The Moroccan government has presented an emergency plan to address the country's water crisis.
The rise in temperatures resulting from climate change has pushed Morocco towards a state of water stress. The World Resources Institute (WRI) indicates that Morocco will reach an extremely high level of water stress by 2040.
According to Nizar Baraka, Minister of Equipment and Water, over the period from September to mid-January 2024, the country recorded a rainfall deficit of 70% compared to the average.
For example, the filling rate of dams stands at 23.2%, down from 31.5% recorded during the same period of the previous year.
Faced with this situation, King Mohammed VI stressed the importance of accelerating medium-term projects.
An allocation of $14 billion for the National Drinking Water Supply and Irrigation Program (PNAEPI 2020-2027) will be released.
Work has begun on the construction of a new seawater desalination station in the Dakhla region. Valued at $250 million, this installation should be operational by June 2025 and provide drinking water to the city of Dakhla and its surroundings.

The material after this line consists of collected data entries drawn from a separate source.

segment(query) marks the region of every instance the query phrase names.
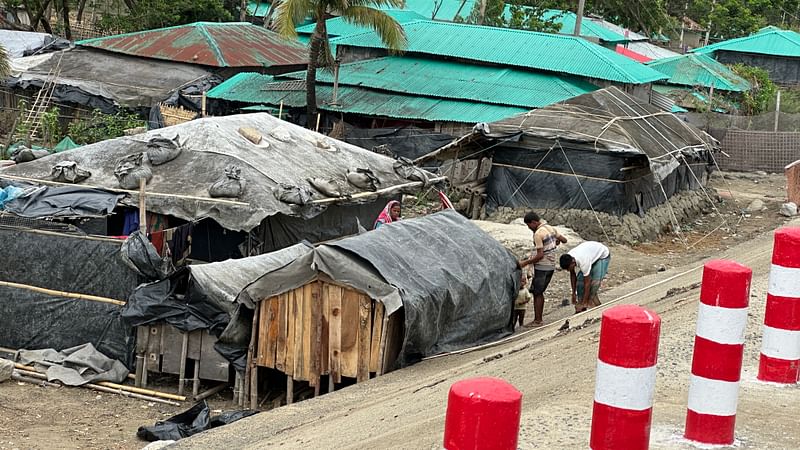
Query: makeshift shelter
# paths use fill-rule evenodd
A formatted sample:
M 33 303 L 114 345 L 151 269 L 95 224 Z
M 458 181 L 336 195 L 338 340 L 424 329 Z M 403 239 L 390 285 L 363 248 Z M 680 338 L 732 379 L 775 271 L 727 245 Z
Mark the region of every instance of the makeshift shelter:
M 211 219 L 230 231 L 257 229 L 251 234 L 255 253 L 353 234 L 388 200 L 443 180 L 265 113 L 198 119 L 98 142 L 7 168 L 0 177 L 48 183 L 53 167 L 67 161 L 91 174 L 78 185 L 130 194 L 121 203 L 131 207 L 138 206 L 138 193 L 122 187 L 120 170 L 144 167 L 152 175 L 149 213 Z M 237 192 L 215 197 L 218 182 Z
M 0 45 L 9 58 L 21 58 L 38 53 L 49 53 L 69 47 L 69 41 L 52 34 L 30 31 L 0 30 Z
M 491 171 L 467 180 L 469 192 L 485 195 L 488 212 L 504 206 L 622 216 L 644 214 L 677 192 L 702 188 L 717 146 L 673 114 L 610 87 L 478 124 L 416 162 L 450 160 L 445 173 L 457 174 L 467 163 L 477 167 L 476 158 L 490 160 Z
M 800 33 L 769 26 L 750 36 L 717 42 L 692 50 L 723 64 L 745 64 L 769 72 L 776 84 L 800 83 Z
M 17 58 L 11 70 L 4 84 L 15 95 L 35 97 L 52 83 L 53 103 L 106 114 L 119 108 L 147 111 L 162 101 L 176 104 L 179 97 L 200 95 L 221 81 L 197 66 L 82 48 Z M 17 107 L 16 98 L 0 98 L 2 106 Z
M 702 86 L 707 89 L 713 87 L 715 90 L 728 92 L 750 90 L 750 83 L 747 80 L 707 55 L 689 53 L 646 64 L 669 77 L 667 80 L 659 81 L 658 84 Z
M 514 256 L 453 210 L 402 220 L 320 245 L 263 274 L 237 297 L 241 330 L 252 317 L 251 407 L 259 368 L 330 392 L 433 354 L 511 331 L 519 289 Z M 254 310 L 254 312 L 245 313 Z

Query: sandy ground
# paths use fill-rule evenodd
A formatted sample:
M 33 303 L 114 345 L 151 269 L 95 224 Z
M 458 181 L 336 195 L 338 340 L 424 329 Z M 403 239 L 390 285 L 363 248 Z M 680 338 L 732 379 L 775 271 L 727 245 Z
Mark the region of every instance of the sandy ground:
M 800 222 L 798 222 L 800 224 Z M 753 268 L 737 447 L 800 447 L 800 387 L 755 381 L 772 234 L 723 255 Z M 681 440 L 701 266 L 651 274 L 606 292 L 611 303 L 645 305 L 662 317 L 651 448 L 693 448 Z M 636 293 L 642 288 L 648 288 Z M 670 291 L 671 290 L 671 291 Z M 680 292 L 668 295 L 669 292 Z M 608 307 L 606 305 L 604 307 Z M 175 448 L 440 448 L 449 386 L 500 377 L 523 392 L 519 447 L 586 448 L 601 310 L 521 335 L 494 348 L 424 361 L 332 395 L 278 408 L 180 441 Z
M 605 284 L 606 290 L 601 294 L 603 301 L 635 291 L 648 283 L 664 280 L 686 268 L 695 267 L 699 260 L 718 256 L 725 249 L 747 243 L 786 222 L 786 219 L 777 214 L 785 195 L 782 176 L 729 174 L 726 179 L 715 178 L 713 185 L 723 194 L 723 201 L 717 204 L 720 214 L 699 217 L 695 223 L 685 227 L 685 238 L 692 243 L 699 241 L 691 249 L 687 250 L 676 235 L 667 235 L 659 241 L 633 248 L 611 246 L 614 256 Z M 742 210 L 753 199 L 763 200 L 766 209 L 743 216 Z M 491 233 L 517 256 L 521 257 L 530 251 L 530 231 L 523 225 L 481 225 L 493 228 Z M 708 235 L 710 231 L 714 233 Z M 765 236 L 752 242 L 753 244 L 738 248 L 742 258 L 753 256 L 752 248 L 756 242 L 759 248 L 769 246 L 769 238 Z M 761 265 L 768 261 L 768 256 L 763 258 L 767 259 L 758 260 Z M 763 270 L 766 269 L 762 268 L 762 272 Z M 673 372 L 659 375 L 658 404 L 673 404 L 674 408 L 656 408 L 654 443 L 662 435 L 663 439 L 659 439 L 666 442 L 673 434 L 679 434 L 681 428 L 681 409 L 685 408 L 686 400 L 683 381 L 688 377 L 688 369 L 683 369 L 688 367 L 691 358 L 691 341 L 686 339 L 693 333 L 696 306 L 691 305 L 695 303 L 696 291 L 688 291 L 665 300 L 658 299 L 669 288 L 680 290 L 692 286 L 699 281 L 697 277 L 699 275 L 696 273 L 685 275 L 628 299 L 639 303 L 652 302 L 654 309 L 664 311 L 661 367 L 662 372 Z M 753 293 L 756 297 L 753 301 L 754 306 L 761 302 L 759 307 L 763 308 L 764 287 L 759 286 L 754 283 Z M 597 313 L 571 318 L 573 309 L 561 306 L 564 298 L 568 298 L 568 281 L 565 274 L 560 273 L 554 277 L 547 293 L 545 321 L 551 324 L 550 327 L 522 331 L 526 333 L 524 337 L 506 345 L 502 351 L 494 348 L 427 361 L 333 395 L 262 413 L 260 416 L 263 419 L 249 419 L 246 424 L 241 425 L 245 428 L 232 428 L 237 425 L 229 425 L 226 429 L 232 431 L 222 430 L 221 436 L 228 436 L 230 433 L 230 438 L 222 437 L 221 441 L 217 441 L 202 436 L 198 440 L 187 441 L 187 445 L 193 448 L 229 447 L 224 443 L 226 439 L 234 439 L 232 442 L 237 443 L 237 439 L 246 437 L 237 435 L 247 433 L 252 434 L 253 438 L 242 441 L 241 446 L 249 445 L 251 448 L 262 448 L 267 442 L 294 448 L 306 441 L 314 444 L 311 445 L 312 448 L 436 447 L 441 440 L 443 399 L 446 398 L 449 384 L 455 379 L 489 374 L 508 379 L 525 393 L 523 448 L 585 448 L 594 383 L 597 325 L 573 330 L 566 336 L 557 338 L 553 338 L 553 334 L 566 318 L 570 318 L 575 326 L 583 323 L 585 317 L 597 317 Z M 756 324 L 763 314 L 756 309 L 753 313 L 753 323 L 749 331 L 753 334 L 751 338 L 756 339 L 759 331 Z M 532 316 L 532 312 L 529 312 L 526 318 L 530 320 Z M 667 343 L 673 338 L 683 341 L 676 343 L 675 348 L 666 350 Z M 750 359 L 749 363 L 745 363 L 746 370 L 749 368 L 751 371 L 755 361 L 753 355 L 758 349 L 757 341 L 753 342 L 756 343 L 747 347 L 749 353 L 746 357 Z M 514 348 L 524 349 L 512 351 Z M 665 351 L 669 353 L 663 353 Z M 499 359 L 484 362 L 484 358 L 497 355 L 500 355 Z M 753 377 L 754 375 L 751 376 Z M 672 385 L 673 382 L 676 384 Z M 176 380 L 163 380 L 156 387 L 174 392 L 175 384 Z M 746 389 L 765 388 L 751 383 L 743 385 L 743 392 Z M 800 414 L 796 401 L 781 400 L 781 395 L 785 392 L 798 397 L 797 390 L 765 392 L 766 395 L 775 395 L 775 406 L 769 411 L 760 410 L 765 416 L 763 422 L 741 419 L 744 427 L 740 427 L 743 445 L 750 445 L 749 448 L 770 448 L 754 444 L 761 442 L 753 440 L 758 433 L 751 433 L 747 428 L 751 427 L 756 431 L 761 427 L 774 431 L 772 434 L 775 434 L 776 439 L 784 436 L 781 438 L 784 440 L 775 441 L 780 445 L 776 444 L 771 448 L 800 448 L 800 443 L 786 446 L 787 442 L 793 442 L 786 439 L 797 439 L 798 431 L 787 428 L 784 432 L 766 427 L 766 421 L 772 417 L 767 416 L 767 412 L 781 414 L 784 409 L 793 408 L 795 417 Z M 212 408 L 217 411 L 235 409 L 230 397 L 230 390 L 214 396 L 210 402 Z M 418 403 L 417 399 L 421 401 Z M 749 405 L 746 395 L 743 395 L 742 401 L 743 405 Z M 754 415 L 759 411 L 757 404 L 755 402 L 756 406 L 753 406 L 756 408 Z M 783 404 L 786 406 L 781 406 Z M 173 407 L 86 389 L 42 388 L 7 381 L 0 383 L 0 450 L 138 449 L 146 445 L 146 442 L 136 438 L 139 426 L 163 420 L 189 406 L 189 402 L 181 407 Z M 362 422 L 363 426 L 359 425 Z M 291 431 L 295 427 L 301 431 Z M 672 446 L 669 442 L 663 445 L 666 446 L 664 448 Z M 240 445 L 230 447 L 239 448 Z

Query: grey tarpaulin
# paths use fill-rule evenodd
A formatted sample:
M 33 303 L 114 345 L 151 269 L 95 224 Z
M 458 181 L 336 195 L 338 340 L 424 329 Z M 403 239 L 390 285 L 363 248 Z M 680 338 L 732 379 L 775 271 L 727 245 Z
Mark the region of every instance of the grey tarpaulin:
M 399 128 L 355 128 L 345 127 L 345 142 L 386 154 L 417 159 L 455 139 L 449 134 L 434 130 L 406 126 Z
M 91 342 L 130 369 L 134 336 L 119 313 L 109 303 L 0 286 L 0 346 L 59 350 Z
M 81 386 L 97 381 L 122 383 L 128 369 L 119 361 L 97 351 L 92 344 L 83 344 L 64 350 L 19 350 L 17 362 L 33 364 L 46 371 L 47 381 L 60 381 L 66 386 Z
M 59 65 L 60 60 L 60 65 Z M 8 87 L 39 88 L 59 67 L 53 100 L 113 114 L 150 108 L 186 84 L 211 76 L 200 66 L 114 54 L 81 47 L 11 62 Z
M 69 41 L 47 33 L 0 30 L 0 45 L 9 58 L 20 58 L 33 53 L 51 52 L 69 46 Z
M 243 127 L 260 134 L 261 142 L 253 144 L 246 139 L 239 133 Z M 355 168 L 370 169 L 381 180 L 381 188 L 409 183 L 395 173 L 392 158 L 264 113 L 193 120 L 143 135 L 111 139 L 50 155 L 4 169 L 3 173 L 45 180 L 56 163 L 69 159 L 92 173 L 83 183 L 115 189 L 118 183 L 114 167 L 118 160 L 144 151 L 147 141 L 153 137 L 169 139 L 176 135 L 186 139 L 183 151 L 174 160 L 153 167 L 153 179 L 147 185 L 147 210 L 192 221 L 207 217 L 228 230 L 250 231 L 266 217 L 278 214 L 308 219 L 325 212 L 324 206 L 304 208 L 279 201 L 273 188 L 281 183 L 311 189 L 309 178 L 323 178 L 338 183 L 345 196 L 352 196 L 363 192 L 346 181 L 347 170 Z M 242 168 L 242 176 L 247 180 L 244 194 L 225 201 L 210 199 L 208 188 L 229 165 Z M 399 189 L 416 193 L 420 187 Z M 130 202 L 135 206 L 136 196 L 132 197 L 123 203 Z M 317 194 L 315 199 L 324 197 Z M 370 196 L 341 199 L 343 204 L 374 201 L 375 197 Z
M 0 227 L 0 281 L 125 301 L 139 284 L 122 241 Z
M 2 173 L 0 173 L 2 177 Z M 5 204 L 7 212 L 20 217 L 97 217 L 111 214 L 125 195 L 79 186 L 28 188 Z
M 318 272 L 382 301 L 387 313 L 402 305 L 401 366 L 509 333 L 519 288 L 514 256 L 469 220 L 445 210 L 321 245 L 265 274 L 238 300 L 252 307 Z

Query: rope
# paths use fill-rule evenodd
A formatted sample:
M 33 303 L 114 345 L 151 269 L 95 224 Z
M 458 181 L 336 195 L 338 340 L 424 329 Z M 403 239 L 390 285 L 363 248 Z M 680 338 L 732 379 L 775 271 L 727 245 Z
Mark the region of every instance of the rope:
M 549 150 L 547 150 L 547 153 L 545 153 L 545 154 L 544 154 L 544 156 L 542 156 L 542 159 L 540 159 L 540 160 L 539 160 L 539 162 L 538 162 L 538 163 L 536 163 L 536 167 L 534 167 L 534 168 L 533 168 L 533 170 L 531 170 L 531 172 L 528 174 L 528 176 L 526 176 L 526 177 L 525 177 L 525 179 L 524 179 L 524 180 L 522 180 L 522 183 L 520 183 L 520 184 L 517 186 L 517 188 L 514 190 L 514 192 L 512 192 L 512 193 L 511 193 L 511 195 L 508 197 L 508 199 L 506 199 L 506 202 L 505 202 L 505 203 L 503 203 L 503 207 L 504 207 L 504 208 L 505 208 L 505 207 L 508 205 L 508 203 L 509 203 L 509 202 L 510 202 L 510 201 L 511 201 L 513 198 L 514 198 L 514 196 L 515 196 L 515 195 L 517 195 L 517 192 L 519 192 L 519 190 L 520 190 L 520 189 L 522 189 L 522 186 L 524 186 L 524 185 L 525 185 L 525 183 L 527 183 L 527 182 L 528 182 L 528 179 L 531 177 L 531 175 L 533 175 L 534 173 L 536 173 L 536 169 L 538 169 L 538 168 L 539 168 L 539 166 L 540 166 L 540 165 L 542 165 L 542 163 L 544 162 L 545 158 L 547 158 L 547 156 L 550 154 L 550 152 L 552 152 L 552 151 L 553 151 L 553 149 L 554 149 L 554 148 L 556 148 L 556 144 L 558 144 L 558 146 L 559 146 L 559 147 L 561 146 L 561 144 L 559 144 L 559 142 L 558 142 L 558 139 L 556 139 L 556 141 L 553 143 L 553 145 L 552 145 L 552 146 L 550 146 L 550 149 L 549 149 Z
M 572 174 L 575 175 L 575 181 L 578 182 L 578 187 L 581 188 L 581 192 L 583 192 L 583 197 L 586 199 L 586 203 L 589 204 L 589 208 L 592 209 L 592 214 L 594 214 L 594 218 L 597 220 L 597 224 L 600 225 L 600 229 L 603 230 L 603 236 L 606 237 L 606 242 L 611 242 L 611 238 L 608 237 L 608 233 L 606 233 L 606 229 L 603 226 L 603 222 L 600 221 L 600 216 L 597 214 L 597 211 L 594 210 L 594 206 L 592 206 L 592 201 L 589 200 L 589 195 L 586 194 L 586 191 L 583 189 L 583 184 L 581 184 L 581 179 L 578 177 L 578 174 L 575 173 L 575 169 L 572 168 L 572 163 L 570 162 L 569 158 L 567 158 L 567 152 L 564 151 L 564 147 L 561 146 L 561 142 L 556 141 L 558 144 L 558 148 L 561 149 L 561 154 L 564 155 L 564 159 L 567 160 L 567 164 L 569 165 L 569 170 L 572 171 Z

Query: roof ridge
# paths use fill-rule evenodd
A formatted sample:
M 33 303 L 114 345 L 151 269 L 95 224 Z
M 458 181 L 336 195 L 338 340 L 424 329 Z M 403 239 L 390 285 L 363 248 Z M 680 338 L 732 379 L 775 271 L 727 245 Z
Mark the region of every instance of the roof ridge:
M 622 67 L 618 63 L 616 63 L 615 61 L 612 61 L 610 58 L 608 58 L 608 56 L 604 55 L 602 51 L 598 51 L 597 50 L 598 48 L 605 49 L 605 47 L 601 47 L 601 46 L 599 46 L 597 44 L 594 44 L 594 43 L 591 43 L 591 42 L 589 42 L 589 41 L 587 41 L 585 39 L 581 39 L 581 41 L 583 41 L 583 42 L 581 42 L 581 45 L 583 45 L 585 48 L 587 48 L 590 52 L 592 52 L 598 58 L 602 58 L 603 60 L 605 60 L 605 62 L 608 63 L 614 69 L 614 71 L 617 72 L 617 74 L 619 74 L 622 77 L 624 77 L 627 82 L 635 81 L 635 80 L 631 79 L 631 76 L 630 76 L 630 74 L 628 73 L 627 70 L 623 71 Z M 584 44 L 584 42 L 585 42 L 585 44 Z M 587 47 L 586 44 L 589 44 L 589 46 Z M 611 51 L 611 50 L 608 50 L 608 51 Z M 614 53 L 614 54 L 616 55 L 617 53 Z M 627 57 L 623 56 L 623 58 L 627 58 Z M 633 60 L 631 60 L 631 61 L 633 61 Z M 641 65 L 644 66 L 644 67 L 647 67 L 644 64 L 641 64 Z M 650 68 L 648 67 L 648 69 L 650 69 Z M 654 72 L 657 72 L 655 69 L 650 69 L 650 70 L 652 70 Z
M 128 37 L 128 36 L 136 36 L 138 34 L 144 35 L 144 34 L 150 34 L 150 33 L 158 33 L 158 32 L 167 31 L 167 30 L 177 30 L 178 28 L 199 28 L 199 27 L 205 26 L 205 25 L 214 25 L 214 26 L 220 26 L 220 25 L 252 25 L 252 26 L 255 26 L 250 22 L 203 22 L 203 21 L 200 21 L 200 22 L 184 23 L 184 24 L 181 24 L 181 25 L 172 25 L 172 26 L 169 26 L 169 27 L 152 28 L 152 29 L 149 29 L 149 30 L 129 31 L 127 33 L 112 34 L 111 36 L 100 36 L 100 37 L 96 37 L 96 38 L 81 39 L 80 41 L 75 41 L 75 44 L 76 45 L 87 45 L 87 44 L 92 44 L 92 43 L 95 43 L 95 42 L 109 41 L 109 40 L 112 40 L 112 39 L 124 38 L 124 37 Z
M 225 61 L 225 56 L 222 55 L 222 50 L 217 45 L 217 40 L 214 39 L 214 36 L 211 36 L 208 30 L 206 30 L 205 24 L 199 23 L 196 29 L 200 30 L 200 33 L 202 33 L 202 35 L 206 38 L 208 46 L 211 47 L 211 51 L 214 52 L 214 54 L 217 56 L 217 59 L 219 59 L 219 62 L 221 63 L 220 67 L 226 67 L 228 65 L 228 61 Z

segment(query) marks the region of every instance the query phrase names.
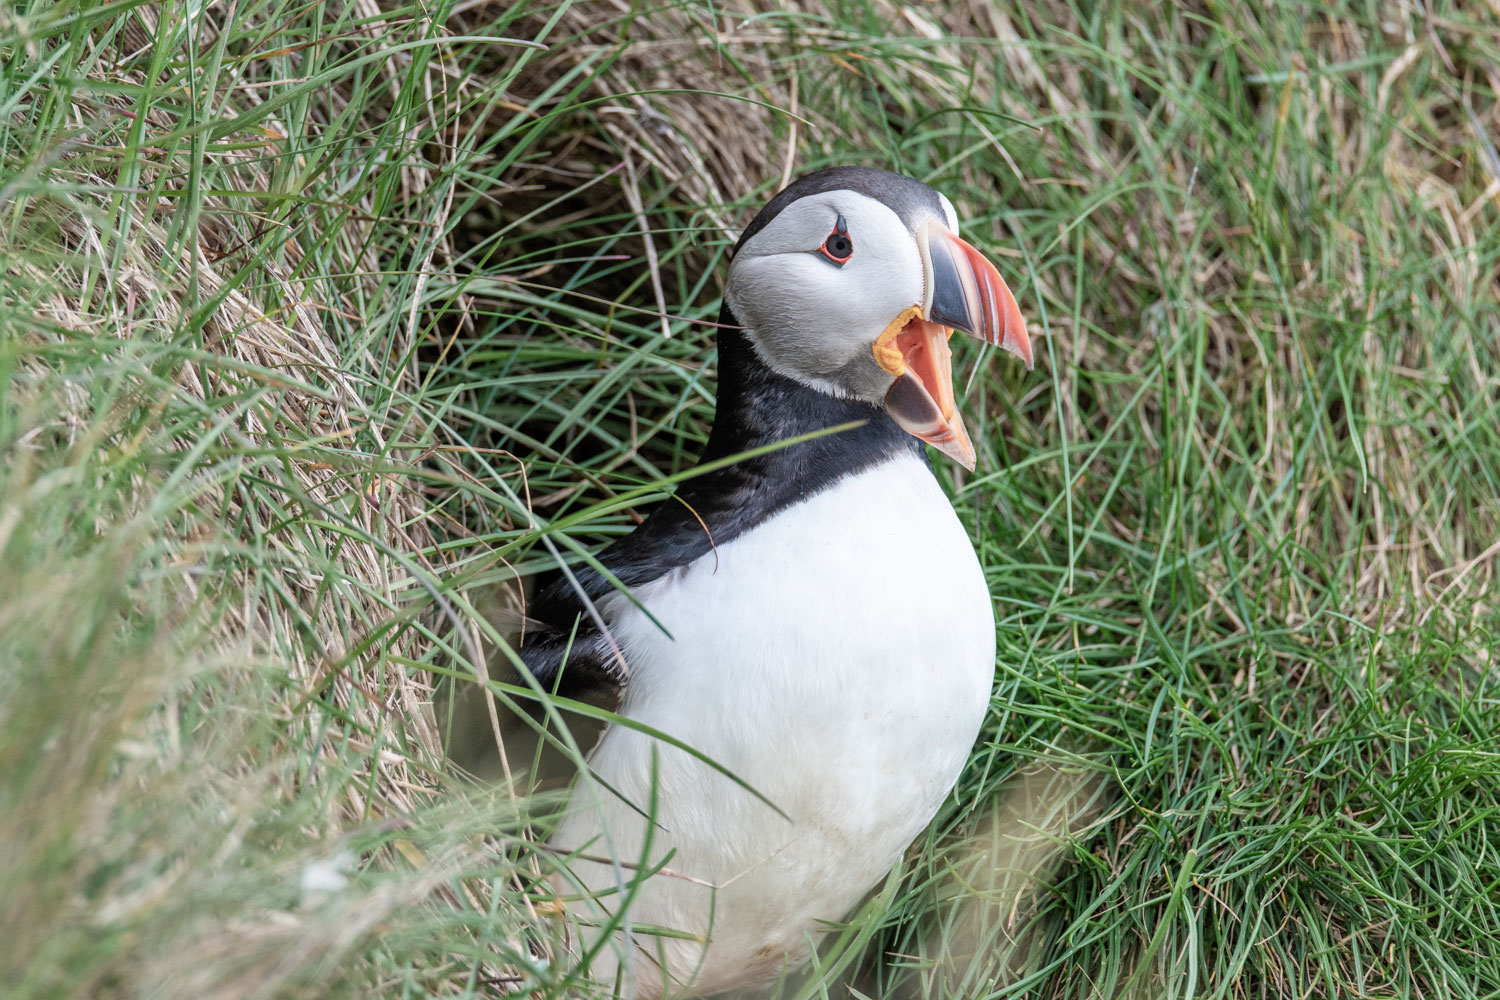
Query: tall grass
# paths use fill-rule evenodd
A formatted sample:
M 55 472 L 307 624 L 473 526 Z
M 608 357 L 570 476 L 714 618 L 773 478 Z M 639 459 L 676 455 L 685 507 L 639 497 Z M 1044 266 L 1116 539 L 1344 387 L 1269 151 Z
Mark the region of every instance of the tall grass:
M 1038 365 L 963 349 L 940 470 L 983 739 L 782 992 L 1500 996 L 1496 65 L 1442 3 L 0 12 L 0 982 L 588 995 L 432 686 L 690 465 L 737 227 L 857 162 Z

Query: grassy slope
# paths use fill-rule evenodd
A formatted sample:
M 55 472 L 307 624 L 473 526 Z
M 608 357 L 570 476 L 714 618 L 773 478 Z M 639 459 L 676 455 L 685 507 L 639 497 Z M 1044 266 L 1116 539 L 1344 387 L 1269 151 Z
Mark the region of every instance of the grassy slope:
M 712 317 L 792 142 L 942 187 L 1040 347 L 961 357 L 943 472 L 993 719 L 828 978 L 1500 995 L 1487 13 L 185 16 L 0 15 L 21 995 L 453 995 L 551 933 L 530 805 L 442 794 L 421 668 L 533 523 L 595 544 L 691 460 L 709 333 L 628 307 Z M 618 96 L 674 88 L 728 96 Z

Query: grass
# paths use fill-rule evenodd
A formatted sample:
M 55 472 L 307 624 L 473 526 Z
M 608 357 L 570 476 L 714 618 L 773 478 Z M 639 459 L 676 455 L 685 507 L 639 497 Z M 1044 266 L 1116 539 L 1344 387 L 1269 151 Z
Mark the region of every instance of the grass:
M 737 227 L 858 162 L 1038 365 L 964 349 L 940 471 L 984 737 L 785 994 L 1500 996 L 1496 65 L 1441 2 L 0 12 L 0 979 L 588 995 L 432 684 L 690 465 Z

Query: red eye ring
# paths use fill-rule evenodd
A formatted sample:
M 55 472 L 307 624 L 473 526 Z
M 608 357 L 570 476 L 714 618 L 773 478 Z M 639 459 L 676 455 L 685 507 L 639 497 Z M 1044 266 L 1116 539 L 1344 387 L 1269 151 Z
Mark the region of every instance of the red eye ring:
M 833 232 L 829 233 L 828 237 L 823 240 L 823 245 L 818 247 L 818 253 L 839 267 L 849 263 L 849 258 L 854 256 L 854 241 L 849 238 L 849 227 L 844 224 L 842 215 L 834 223 Z

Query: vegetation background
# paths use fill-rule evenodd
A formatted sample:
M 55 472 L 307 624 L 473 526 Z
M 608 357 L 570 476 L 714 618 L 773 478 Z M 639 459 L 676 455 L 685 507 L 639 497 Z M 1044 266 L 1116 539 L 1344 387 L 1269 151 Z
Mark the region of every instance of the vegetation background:
M 1497 134 L 1494 0 L 5 6 L 4 994 L 594 995 L 433 683 L 863 163 L 1038 364 L 939 473 L 994 711 L 786 995 L 1500 996 Z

At the same time, planned projects with a medium-term impact will be accelerated, in particular the dams currently under construction, the interconnection between the Sebou, Bouregreg and Oum Rabia basins, the national program of stations of seawater desalination, the program for the reuse of purified wastewater, the water saving program at the level of the drinking water supply and distribution and irrigation networks.
The Cherifian kingdom is one of the countries in the world most affected by “water stress”.
This is a reality which has repercussions on several sectors of the national economy, in particular the agricultural sector, which remains the largest consumer of water within the Kingdom.